La fabrication additive : quels impacts managériaux et économiques ?

4 octobre 2016

Le 29 septembre dernier, Laurent Bach enseignant-chercheur à la faculté des sciences économiques et de gestion est intervenu dans le cadre de l’association Accro devant un parterre de professionnels pour débattre de l’impact économique et managérial de la fabrication additive.
La définition de la fabrication additive est toute simple : il s’agit de fabriquer non pas en enlevant de la matière mais en « ajoutant » de la matière.
On injecte pour cela souvent de la poudre portée par un faisceau laser qui colle cette dernière sur un substrat (un objet) ce qui permet d’assembler et de former des objets par accumulation de matière. On parle parfois de fonderie laser pour faire un clin d’œil aux anciennes techniques.
Cette technologie (dont l’impression 3D est une sous-catégorie) permet de fabriquer des pièces ou d’effectuer des réparations qui étaient jusque-là impossibles d’un point de vue technique.
L’exemple donné est celui d’une pièce de turbine réparée grâce à cette technologie qui permet de multiplier sa  durée de vie par 5 !
Cette technologie n’est pas réellement nouvelle, les premiers développements scientifiques datent d’il y a 30 ans. Aujourd’hui, elle est à maturité industrielle. L’essor est notamment dû au développement fort de l’informatique, puisque les machines nécessitent un pilotage extrêmement précis que seuls des logiciels très performants sont capables de réaliser.
Président Obama :
« L’impression 3D a le potentiel de révolutionner la façon dont nous fabriquons presque tout ».
Etat de l’union 2013

fabrication additiveLa fabrication additive impacte en effet le cycle de création, de fabrication, de commercialisation ainsi que la logistique après-vente.
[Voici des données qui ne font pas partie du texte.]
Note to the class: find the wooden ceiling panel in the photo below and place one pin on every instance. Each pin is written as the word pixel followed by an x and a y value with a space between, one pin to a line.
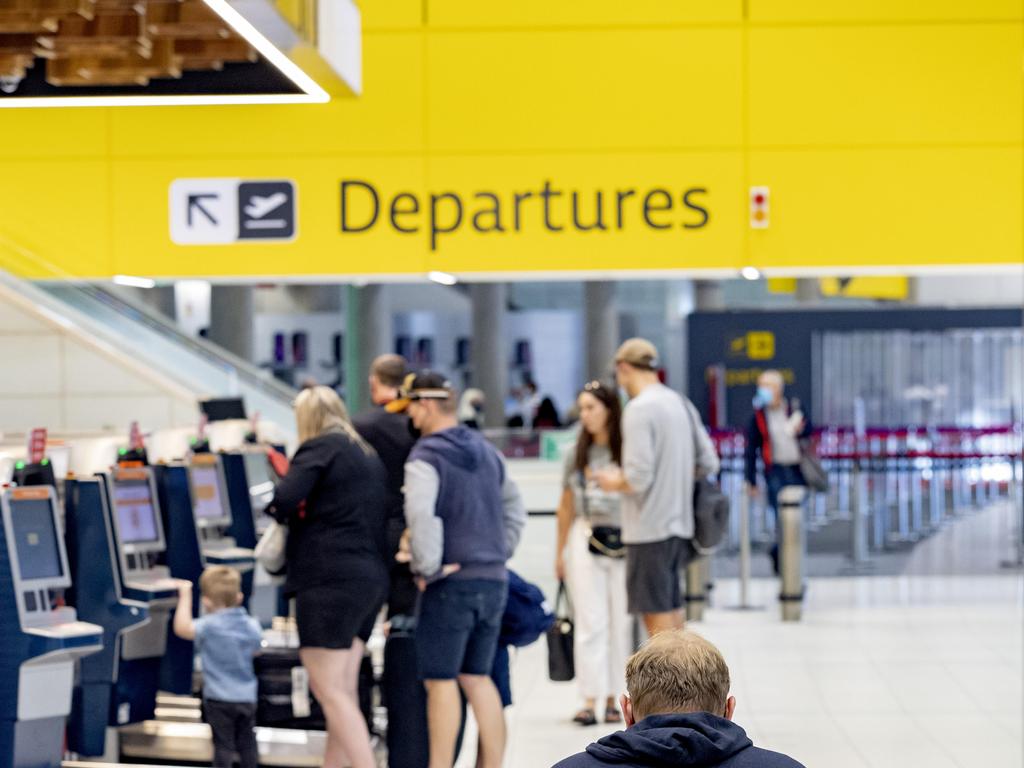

Les entreprises qui adoptent cette technologie se dotent également d’un nouvel écosystème.
Laurent Bach lors de sa présentation a très clairement souligné les économies qui apparaissent lorsque ce type de production est mis en place (réduction des matières consommées pour produire, mais aussi réduction des déchets). Les schémas classiques des économies d’échelle et de variété sont modifiés, les décideurs doivent en tenir compte en entreprise. Plusieurs exemples et notamment celui de la caméra go-pro montrent les gains significatifs que ce mode de production permet de réaliser. (vidéo de la présentation bientôt disponible).